Though I think they chose wisely, if people can mess up something so easily, it is a clear sign of a serious flaw. The developers promised to solve this issue very soon, also the new wallet should come out in a few days. Until then, I wouldn’t recommend using the IOTA wallet.
It is, for now. A 34% attack can happen, when an attacker possesses 34% of the total processing power, allowing her to create malicious transactions. IOTA relies on a Coordinator until it gets big enough to reduce the chance of a 34% attack practically to zero. Here is how a developer explained the role of the Coordinator:
Every minute the Coordinator makes a normal transaction with its signature on it, and we call these Milestones. […] When you want to know if a transaction is verified, you find the newest Milestone and you see if it indirectly verifies your transaction (i.e it verifies your transaction, or if verifies a transaction that verifies your transaction, or if it verifies a transaction that verifies a transaction that verifies your transaction, etc). The reason that the Milestones exist is because if you just picked any random transaction, there’s the possibility that the node you’re connected to is malicious and is trying to trick you into verifying its transactions.
The Coordinator is not open source, so we can’t be sure how it exactly does this.
A dirty piece this is. MIT Media Lab claimed they found cryptographic vulnerabilities in IOTA. They also argued with another MIT spin-off company, MIT Technology Review when they praised IOTA. That was the point when IOTA Foundation had enough and released a 4-part response to address the concerns of MIT Media Lab. Hard to follow, that’s for sure.
In short, MIT Media Lab found a “practical” vulnerability in the Curl-P hashing function. From what I understand is that IOTA intentionally put this vulnerability into the function as a copy-protection mechanism. This ‘flaw’ is then handled by the Coordinator, which is not open source, so the Media Lab did not have the knowledge to measure the effect of this flaw. Despite the fact that Sergey, creator of the Curl-P, privately explained this to them several times, they stuck to their original claims in future articles.

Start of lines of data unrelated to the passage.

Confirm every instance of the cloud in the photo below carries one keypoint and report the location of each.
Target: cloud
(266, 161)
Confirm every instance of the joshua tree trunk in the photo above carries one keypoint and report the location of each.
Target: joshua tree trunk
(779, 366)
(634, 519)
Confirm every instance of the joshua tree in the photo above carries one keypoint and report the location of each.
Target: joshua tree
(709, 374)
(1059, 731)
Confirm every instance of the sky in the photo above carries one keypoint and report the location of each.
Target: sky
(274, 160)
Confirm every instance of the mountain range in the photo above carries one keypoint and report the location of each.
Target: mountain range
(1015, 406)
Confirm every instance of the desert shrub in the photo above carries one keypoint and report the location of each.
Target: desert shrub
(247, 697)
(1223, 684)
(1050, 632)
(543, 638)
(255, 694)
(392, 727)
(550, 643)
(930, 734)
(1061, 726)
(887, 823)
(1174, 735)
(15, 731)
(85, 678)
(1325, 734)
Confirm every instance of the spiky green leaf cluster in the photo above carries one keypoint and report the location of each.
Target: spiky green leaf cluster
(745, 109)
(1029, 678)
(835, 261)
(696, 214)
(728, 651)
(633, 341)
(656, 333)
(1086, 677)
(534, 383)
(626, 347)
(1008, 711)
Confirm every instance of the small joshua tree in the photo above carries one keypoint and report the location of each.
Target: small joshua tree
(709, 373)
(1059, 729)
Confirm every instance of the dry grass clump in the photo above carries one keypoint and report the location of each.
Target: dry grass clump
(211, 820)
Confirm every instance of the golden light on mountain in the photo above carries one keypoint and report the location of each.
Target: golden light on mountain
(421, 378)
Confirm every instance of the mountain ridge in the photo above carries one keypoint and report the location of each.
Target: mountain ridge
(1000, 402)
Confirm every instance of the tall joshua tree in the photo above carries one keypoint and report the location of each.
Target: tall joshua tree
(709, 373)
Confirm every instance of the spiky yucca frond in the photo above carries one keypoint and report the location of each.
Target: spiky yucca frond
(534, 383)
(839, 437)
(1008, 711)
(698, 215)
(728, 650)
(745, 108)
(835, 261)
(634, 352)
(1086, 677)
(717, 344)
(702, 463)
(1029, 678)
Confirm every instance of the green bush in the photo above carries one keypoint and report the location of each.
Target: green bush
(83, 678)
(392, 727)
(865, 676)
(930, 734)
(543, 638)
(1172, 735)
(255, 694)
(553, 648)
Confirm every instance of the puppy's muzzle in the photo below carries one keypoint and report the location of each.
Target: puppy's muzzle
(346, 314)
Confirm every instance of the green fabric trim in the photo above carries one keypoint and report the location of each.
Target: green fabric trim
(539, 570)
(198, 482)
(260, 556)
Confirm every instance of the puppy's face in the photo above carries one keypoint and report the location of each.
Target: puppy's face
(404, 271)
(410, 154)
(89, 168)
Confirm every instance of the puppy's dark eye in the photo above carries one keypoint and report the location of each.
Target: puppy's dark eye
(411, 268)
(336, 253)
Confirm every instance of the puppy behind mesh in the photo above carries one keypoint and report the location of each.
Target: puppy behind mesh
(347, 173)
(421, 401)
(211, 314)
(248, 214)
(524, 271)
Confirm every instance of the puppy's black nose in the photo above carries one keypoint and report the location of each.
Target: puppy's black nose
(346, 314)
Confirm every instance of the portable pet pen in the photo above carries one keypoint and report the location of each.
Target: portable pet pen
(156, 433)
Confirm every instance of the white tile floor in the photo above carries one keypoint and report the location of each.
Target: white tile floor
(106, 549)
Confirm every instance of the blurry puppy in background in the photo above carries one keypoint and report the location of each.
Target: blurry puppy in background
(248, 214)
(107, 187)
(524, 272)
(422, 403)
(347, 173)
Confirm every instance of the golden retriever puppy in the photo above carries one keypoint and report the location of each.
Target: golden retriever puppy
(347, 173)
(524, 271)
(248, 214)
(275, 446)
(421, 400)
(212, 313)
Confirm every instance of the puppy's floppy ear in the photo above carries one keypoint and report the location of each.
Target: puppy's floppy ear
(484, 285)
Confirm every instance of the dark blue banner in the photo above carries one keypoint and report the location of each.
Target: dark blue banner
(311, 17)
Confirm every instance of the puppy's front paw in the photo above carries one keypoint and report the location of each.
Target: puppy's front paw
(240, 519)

All in all, the debate between IOTA and the MIT Media Lab was originally based around a copy protection mechanism. Personally, I think the developers know what they are doing, but I have to agree with Vitalik Buterin, founder of Etherum in one thing (full comment here):
I would make a personal appeal to IOTA to not fear copycats. Ethereum did not. You have the opportunity to create a strong brand around specializing in DAG blockchain tech, especially if you can welcome existing researchers in such algorithms. If you have this, then copycats will only be a shadow of what you can accomplish.

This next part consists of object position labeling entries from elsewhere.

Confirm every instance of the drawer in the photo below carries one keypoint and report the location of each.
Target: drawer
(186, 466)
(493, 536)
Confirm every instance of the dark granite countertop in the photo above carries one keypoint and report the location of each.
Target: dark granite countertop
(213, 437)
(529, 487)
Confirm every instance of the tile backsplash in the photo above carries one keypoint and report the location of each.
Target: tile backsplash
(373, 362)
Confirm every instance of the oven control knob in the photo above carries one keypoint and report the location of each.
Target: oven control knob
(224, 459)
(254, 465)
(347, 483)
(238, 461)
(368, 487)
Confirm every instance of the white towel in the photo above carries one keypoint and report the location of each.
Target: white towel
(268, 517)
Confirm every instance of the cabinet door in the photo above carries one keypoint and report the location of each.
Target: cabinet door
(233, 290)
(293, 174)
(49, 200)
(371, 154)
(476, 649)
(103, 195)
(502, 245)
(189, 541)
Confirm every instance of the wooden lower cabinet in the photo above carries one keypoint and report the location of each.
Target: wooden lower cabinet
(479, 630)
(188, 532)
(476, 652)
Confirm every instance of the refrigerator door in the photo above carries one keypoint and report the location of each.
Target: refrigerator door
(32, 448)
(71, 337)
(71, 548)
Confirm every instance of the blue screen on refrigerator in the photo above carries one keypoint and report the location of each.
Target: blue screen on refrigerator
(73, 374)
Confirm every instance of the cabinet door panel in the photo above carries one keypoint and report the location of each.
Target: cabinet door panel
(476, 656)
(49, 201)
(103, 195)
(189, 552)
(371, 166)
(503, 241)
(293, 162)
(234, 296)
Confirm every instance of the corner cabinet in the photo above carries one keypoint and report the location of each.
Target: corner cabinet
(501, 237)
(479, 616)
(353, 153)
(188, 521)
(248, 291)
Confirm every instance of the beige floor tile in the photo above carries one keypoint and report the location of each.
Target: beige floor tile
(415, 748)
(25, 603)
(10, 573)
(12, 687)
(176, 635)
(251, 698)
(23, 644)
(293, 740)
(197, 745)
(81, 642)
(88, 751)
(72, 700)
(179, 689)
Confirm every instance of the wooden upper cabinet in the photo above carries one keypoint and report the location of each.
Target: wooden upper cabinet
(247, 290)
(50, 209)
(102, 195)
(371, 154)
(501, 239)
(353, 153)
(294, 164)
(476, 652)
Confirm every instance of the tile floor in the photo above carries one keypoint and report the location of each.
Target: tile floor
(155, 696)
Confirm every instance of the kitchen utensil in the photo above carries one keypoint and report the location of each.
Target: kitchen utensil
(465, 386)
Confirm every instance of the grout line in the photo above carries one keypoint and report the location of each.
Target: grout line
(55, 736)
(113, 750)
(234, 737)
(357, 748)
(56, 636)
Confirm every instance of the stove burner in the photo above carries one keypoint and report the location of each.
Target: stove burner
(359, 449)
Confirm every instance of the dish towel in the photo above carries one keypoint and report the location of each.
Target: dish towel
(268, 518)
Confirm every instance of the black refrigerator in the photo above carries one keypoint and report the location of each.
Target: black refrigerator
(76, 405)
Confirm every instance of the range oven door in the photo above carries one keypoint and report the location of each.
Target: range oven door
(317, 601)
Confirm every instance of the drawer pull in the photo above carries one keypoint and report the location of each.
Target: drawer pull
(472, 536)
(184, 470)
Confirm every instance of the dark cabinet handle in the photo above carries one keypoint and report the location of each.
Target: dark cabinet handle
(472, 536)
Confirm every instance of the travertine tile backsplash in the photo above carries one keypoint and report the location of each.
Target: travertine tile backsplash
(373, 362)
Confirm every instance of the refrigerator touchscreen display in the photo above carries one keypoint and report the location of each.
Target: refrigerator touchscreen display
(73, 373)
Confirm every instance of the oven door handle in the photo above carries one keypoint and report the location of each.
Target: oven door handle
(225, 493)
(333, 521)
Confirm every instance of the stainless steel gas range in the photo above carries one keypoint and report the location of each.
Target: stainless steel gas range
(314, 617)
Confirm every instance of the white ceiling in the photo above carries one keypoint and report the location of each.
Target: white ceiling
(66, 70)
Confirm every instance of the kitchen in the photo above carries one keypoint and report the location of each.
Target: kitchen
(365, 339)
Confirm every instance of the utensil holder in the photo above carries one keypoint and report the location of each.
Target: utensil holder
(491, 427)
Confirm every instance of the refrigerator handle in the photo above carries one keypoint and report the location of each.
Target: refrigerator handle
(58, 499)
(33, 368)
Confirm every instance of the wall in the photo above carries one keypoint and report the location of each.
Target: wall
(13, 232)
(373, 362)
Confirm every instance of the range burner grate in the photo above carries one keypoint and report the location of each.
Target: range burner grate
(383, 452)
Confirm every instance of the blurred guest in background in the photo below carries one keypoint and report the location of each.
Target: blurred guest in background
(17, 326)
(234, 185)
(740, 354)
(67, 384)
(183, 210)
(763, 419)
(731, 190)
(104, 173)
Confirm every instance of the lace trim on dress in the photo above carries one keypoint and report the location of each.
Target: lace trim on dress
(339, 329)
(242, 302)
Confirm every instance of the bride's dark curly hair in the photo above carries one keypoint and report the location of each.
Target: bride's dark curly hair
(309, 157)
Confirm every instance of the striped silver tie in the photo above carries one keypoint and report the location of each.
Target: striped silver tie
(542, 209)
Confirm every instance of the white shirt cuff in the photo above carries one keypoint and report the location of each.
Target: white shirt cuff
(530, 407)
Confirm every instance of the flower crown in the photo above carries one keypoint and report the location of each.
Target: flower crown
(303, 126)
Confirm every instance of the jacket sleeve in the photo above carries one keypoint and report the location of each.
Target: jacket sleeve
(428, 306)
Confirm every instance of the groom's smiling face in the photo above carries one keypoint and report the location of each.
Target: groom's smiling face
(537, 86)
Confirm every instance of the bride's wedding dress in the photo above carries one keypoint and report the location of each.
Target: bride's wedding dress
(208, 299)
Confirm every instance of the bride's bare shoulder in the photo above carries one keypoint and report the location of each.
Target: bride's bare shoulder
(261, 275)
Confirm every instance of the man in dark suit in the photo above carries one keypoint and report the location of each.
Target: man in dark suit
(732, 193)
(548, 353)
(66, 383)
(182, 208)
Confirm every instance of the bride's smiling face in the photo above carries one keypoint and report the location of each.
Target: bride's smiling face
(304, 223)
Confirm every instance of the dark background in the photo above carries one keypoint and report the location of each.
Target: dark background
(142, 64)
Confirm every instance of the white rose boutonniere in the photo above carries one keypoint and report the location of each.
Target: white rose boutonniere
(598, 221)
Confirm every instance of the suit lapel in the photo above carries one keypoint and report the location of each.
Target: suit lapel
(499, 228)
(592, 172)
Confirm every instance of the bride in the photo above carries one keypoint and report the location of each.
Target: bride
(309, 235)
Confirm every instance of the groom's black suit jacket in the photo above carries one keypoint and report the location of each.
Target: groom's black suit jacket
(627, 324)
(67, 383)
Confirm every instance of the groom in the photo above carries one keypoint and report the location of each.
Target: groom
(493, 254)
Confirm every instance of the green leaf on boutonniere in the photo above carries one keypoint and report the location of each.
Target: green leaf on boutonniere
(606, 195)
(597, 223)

Founders of IOTA do not hold back on social media when somebody needs to be roasted. It’s not hard to find such catfights, but my favorite is the clash of David Sønstebø & Sergey Ivancheglo against Ethereum developer Nick Johnson. You might have figured out by now that there is no love lost between Ethereum and IOTA.
Dominik Scheiner is widely known for swearing at conferences. I actually don’t give a damn if they are arrogant or not, as long as they want to move the world forward, but for some people, this is a red flag.
IOTA might be the most ambitious crypto project of all, which is a huge claim given that even the shittiest shitcoin wants to disrupt a whole industry.
Currently, there are lots of valid technical concerns, but let’s not forget that even relatively(!) mature platforms like Ethereum has its difficulties. I think they have realized they wanted too much too soon: they took Vitalik’s advise and recently hired mathematical experts from numerous fields to answer open questions.
Most people forget that this is still a project in a very early phase; nobody claimed that IOTA is production ready yet. Being the pioneers of using DAG as the distributed ledger, it is expected that they will face major problems, just like Ethereum has enough on its plate with their scalability issue. Questions can be answered, difficulties can be solved.
What they promise is huge, and if they only manage to deliver the half of it, IOTA will be here to stay. This is a decisive year for IOTA.